Most of the data I am dealing with is bit-sampled, i.e. each voltage reading is packed into one (or sometimes two) bit. However, several channels get merged into one data-stream and when the samples are written to disk, the bits are usually ordered like ch0, ch1, ch2, ch3, ch0, ch1, ch2, ch3, … The problem is that when it comes to processing of such data, one needs to separate the stream into the orginal channels again. Since I am recently dealing with SSE I was thinking if this technology can be used for such a purpose. Assume you have 4 channels sampled with one-bit.
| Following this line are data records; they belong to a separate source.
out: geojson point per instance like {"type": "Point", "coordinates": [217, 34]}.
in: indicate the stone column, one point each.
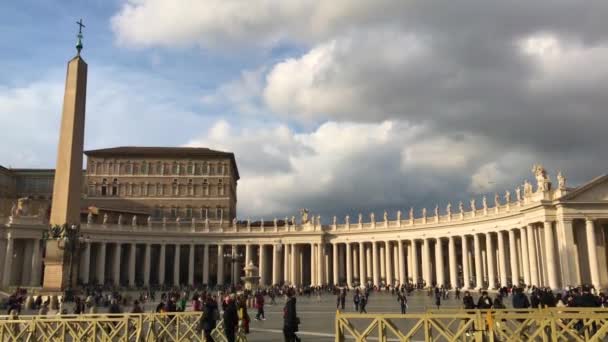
{"type": "Point", "coordinates": [191, 265]}
{"type": "Point", "coordinates": [132, 250]}
{"type": "Point", "coordinates": [206, 264]}
{"type": "Point", "coordinates": [389, 264]}
{"type": "Point", "coordinates": [426, 262]}
{"type": "Point", "coordinates": [176, 263]}
{"type": "Point", "coordinates": [502, 259]}
{"type": "Point", "coordinates": [8, 262]}
{"type": "Point", "coordinates": [415, 274]}
{"type": "Point", "coordinates": [478, 268]}
{"type": "Point", "coordinates": [349, 265]}
{"type": "Point", "coordinates": [275, 265]}
{"type": "Point", "coordinates": [220, 264]}
{"type": "Point", "coordinates": [161, 261]}
{"type": "Point", "coordinates": [362, 275]}
{"type": "Point", "coordinates": [321, 263]}
{"type": "Point", "coordinates": [286, 262]}
{"type": "Point", "coordinates": [592, 248]}
{"type": "Point", "coordinates": [116, 262]}
{"type": "Point", "coordinates": [452, 262]}
{"type": "Point", "coordinates": [465, 262]}
{"type": "Point", "coordinates": [550, 254]}
{"type": "Point", "coordinates": [335, 262]}
{"type": "Point", "coordinates": [313, 265]}
{"type": "Point", "coordinates": [85, 259]}
{"type": "Point", "coordinates": [402, 279]}
{"type": "Point", "coordinates": [439, 274]}
{"type": "Point", "coordinates": [36, 266]}
{"type": "Point", "coordinates": [262, 267]}
{"type": "Point", "coordinates": [568, 253]}
{"type": "Point", "coordinates": [513, 258]}
{"type": "Point", "coordinates": [247, 254]}
{"type": "Point", "coordinates": [375, 270]}
{"type": "Point", "coordinates": [147, 263]}
{"type": "Point", "coordinates": [524, 255]}
{"type": "Point", "coordinates": [292, 266]}
{"type": "Point", "coordinates": [101, 264]}
{"type": "Point", "coordinates": [490, 257]}
{"type": "Point", "coordinates": [532, 255]}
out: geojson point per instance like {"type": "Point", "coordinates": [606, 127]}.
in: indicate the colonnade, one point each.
{"type": "Point", "coordinates": [529, 254]}
{"type": "Point", "coordinates": [20, 262]}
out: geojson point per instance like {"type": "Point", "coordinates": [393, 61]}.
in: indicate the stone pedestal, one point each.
{"type": "Point", "coordinates": [57, 267]}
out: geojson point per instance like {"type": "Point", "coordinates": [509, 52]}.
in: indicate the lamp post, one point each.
{"type": "Point", "coordinates": [234, 257]}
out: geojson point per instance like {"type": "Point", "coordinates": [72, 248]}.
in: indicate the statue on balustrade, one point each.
{"type": "Point", "coordinates": [561, 181]}
{"type": "Point", "coordinates": [542, 181]}
{"type": "Point", "coordinates": [304, 215]}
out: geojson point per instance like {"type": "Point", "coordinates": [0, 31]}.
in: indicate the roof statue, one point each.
{"type": "Point", "coordinates": [79, 43]}
{"type": "Point", "coordinates": [304, 215]}
{"type": "Point", "coordinates": [561, 181]}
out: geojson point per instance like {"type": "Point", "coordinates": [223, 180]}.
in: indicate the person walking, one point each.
{"type": "Point", "coordinates": [259, 302]}
{"type": "Point", "coordinates": [290, 318]}
{"type": "Point", "coordinates": [403, 303]}
{"type": "Point", "coordinates": [231, 319]}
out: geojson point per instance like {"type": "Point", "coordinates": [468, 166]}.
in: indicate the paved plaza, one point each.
{"type": "Point", "coordinates": [318, 317]}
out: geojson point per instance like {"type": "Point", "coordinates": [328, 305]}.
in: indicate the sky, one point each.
{"type": "Point", "coordinates": [342, 107]}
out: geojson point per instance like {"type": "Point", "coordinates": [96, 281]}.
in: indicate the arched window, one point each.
{"type": "Point", "coordinates": [220, 188]}
{"type": "Point", "coordinates": [175, 188]}
{"type": "Point", "coordinates": [205, 188]}
{"type": "Point", "coordinates": [190, 168]}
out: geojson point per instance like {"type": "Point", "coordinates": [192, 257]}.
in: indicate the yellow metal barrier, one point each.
{"type": "Point", "coordinates": [169, 327]}
{"type": "Point", "coordinates": [552, 324]}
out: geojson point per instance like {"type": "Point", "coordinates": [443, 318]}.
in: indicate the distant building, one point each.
{"type": "Point", "coordinates": [159, 182]}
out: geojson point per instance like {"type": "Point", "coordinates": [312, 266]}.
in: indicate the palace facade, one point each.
{"type": "Point", "coordinates": [543, 235]}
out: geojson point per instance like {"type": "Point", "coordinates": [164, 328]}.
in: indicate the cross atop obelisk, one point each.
{"type": "Point", "coordinates": [79, 43]}
{"type": "Point", "coordinates": [60, 274]}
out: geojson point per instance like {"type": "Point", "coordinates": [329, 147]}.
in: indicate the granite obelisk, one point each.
{"type": "Point", "coordinates": [65, 209]}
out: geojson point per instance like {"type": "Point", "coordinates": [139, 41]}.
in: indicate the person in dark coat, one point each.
{"type": "Point", "coordinates": [520, 300]}
{"type": "Point", "coordinates": [290, 318]}
{"type": "Point", "coordinates": [484, 301]}
{"type": "Point", "coordinates": [467, 301]}
{"type": "Point", "coordinates": [209, 317]}
{"type": "Point", "coordinates": [231, 319]}
{"type": "Point", "coordinates": [586, 299]}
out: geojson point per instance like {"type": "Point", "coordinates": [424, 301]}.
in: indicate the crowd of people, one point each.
{"type": "Point", "coordinates": [232, 303]}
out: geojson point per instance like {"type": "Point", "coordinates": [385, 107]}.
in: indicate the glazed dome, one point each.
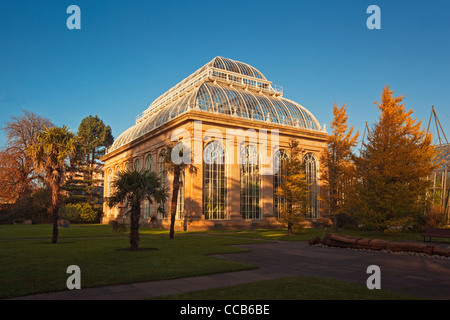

For simplicity, we deal with a byte (char) which is the smallest quantity that is adressable from C/C++. The concept how to split the data into four binary streams is written here in Python.
#!/usr/bin/python
#channel 0, all 4 possible values
x0 = [0b00000000, 0b00000001, 0b00010000 , 0b00010001];
#channel 1, all 4 possible values
x1 = [0b00000000, 0b00000010, 0b00100000 , 0b00100010];
#channel 2, all 4 possible values
x2 = [0b00000000, 0b00000100, 0b01000000 , 0b01000100];
#channel 3, all 4 possible values
x3 = [0b00000000, 0b00001000, 0b10000000 , 0b10001000];
# correct results of the 4 values
y = [0b00, 0b01, 0b10 , 0b11];
mask01 = 0b00000001;
mask02 = 0b00010000;
mask11 = 0b00000010;
mask12 = 0b00100000;
mask21 = 0b00000100;
mask22 = 0b01000000;
mask31 = 0b00001000;
mask32 = 0b10000000;
r0=[0,0,0,0];r1=[0,0,0,0];r2=[0,0,0,0];r3=[0,0,0,0];
# this can be coded with SSE
for i in range (0,4):
r0[i] = (x0[i] & mask01) + ((x0[i] & mask02)>>3);
r1[i] = (x1[i] & mask11) + ((x1[i] & mask12)>>3);
r2[i] = (x2[i] & mask21) + ((x2[i] & mask22)>>3);
r3[i] = (x3[i] & mask31) + ((x3[i] & mask32)>>3);
# as the n-th channel is offset by n bits,
# the results need to be shifted as well
for i in range (0,4):
r0[i] = r0[i] >> 0;
r1[i] = r1[i] >> 1;
r2[i] = r2[i] >> 2;
r3[i] = r3[i] >> 3;
# output
for i in range (0,4):
print "channel 0, result = %s, correct value = %s" \
% (bin( r0[i] ), bin(y[i]))
print "channel 1, result = %s, correct value = %s" \
% (bin( r1[i] ), bin(y[i]))
print "channel 2, result = %s, correct value = %s" \
% (bin( r2[i] ), bin(y[i]))
print "channel 3, result = %s, correct value = %s" \
% (bin( r3[i] ), bin(y[i]))
I am going to code this in C/C++ and SSE for several data-sizes, sampling options and channel settings and see how things perform. Unfortunately the last bit-shift is depdening on the channel number and thus there is likely not much chance to get this done into parallel fashion with SSE.